The corporations that defined America as a land of plenty have invested heavily here. Grocery shelves are stocked with iconic U.S. brands such as Mazola oil and Corn Flakes, manufactured at local plants where Cargill, Kellogg’s and other staple Midwestern companies employ thousands of Brazilians. Of seven new factories that John Deere said it plans to build worldwide, two are in Brazil — with three in China and one each in India and Russia.
“It is a tricky issue,” said a U.S. official who spoke on the condition of anonymity because he was not authorized to comment publicly. “U.S. companies are doing all this investment in an agriculture superpower that is a huge competitor. . . . Growers from the U.S. are definitely watching what is happening down here.”
Corn is a new part of the discussion.
Once reliant on imports, Brazil has seen its corn production explode in recent years. High world prices have enticed farmers into planting more, and crop management changes have allowed two plantings a year on Cerrado farms.
Farmers here increasingly use a faster-growing strain of soybean that can be planted in September — the start of spring in the southern hemisphere — and harvested in January. A second crop can then go in the ground and be ready by June.
This year that second crop was corn, and the record planting was ready just as the effect of the U.S. drought was becoming clear. A boon for Brazilian corn growers, it may spur more production.
“We have just started having a corn market in Brazil,” with futures contracts and other tools helping farmers invest in a second planting, said Marcos Rubin, a partner at Brazilian consulting firm Agroconsult. “It is a new model of farming,” he said. “As we become more solid [corn] exporters . . . it will help farmers plan better for a second crop.”

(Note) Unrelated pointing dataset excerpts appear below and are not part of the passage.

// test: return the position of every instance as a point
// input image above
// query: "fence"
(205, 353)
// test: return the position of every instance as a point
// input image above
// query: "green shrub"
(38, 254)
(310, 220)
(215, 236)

Brazilian farmers remain focused on soybeans and the potential to export to China. The country does not expect to displace the United States as the world’s top corn producer, said Elisio Contini, head of strategic studies at the Brazilian Agricultural Research Corp.
But it does expect to play an increasing role in agriculture. Farmers here say the major constraint — a notoriously slow and expensive transportation network — can be fixed over time.
Compared with this country’s unlocked potential, said Oliveira, the cotton farmer, “the U.S. is at its limits.”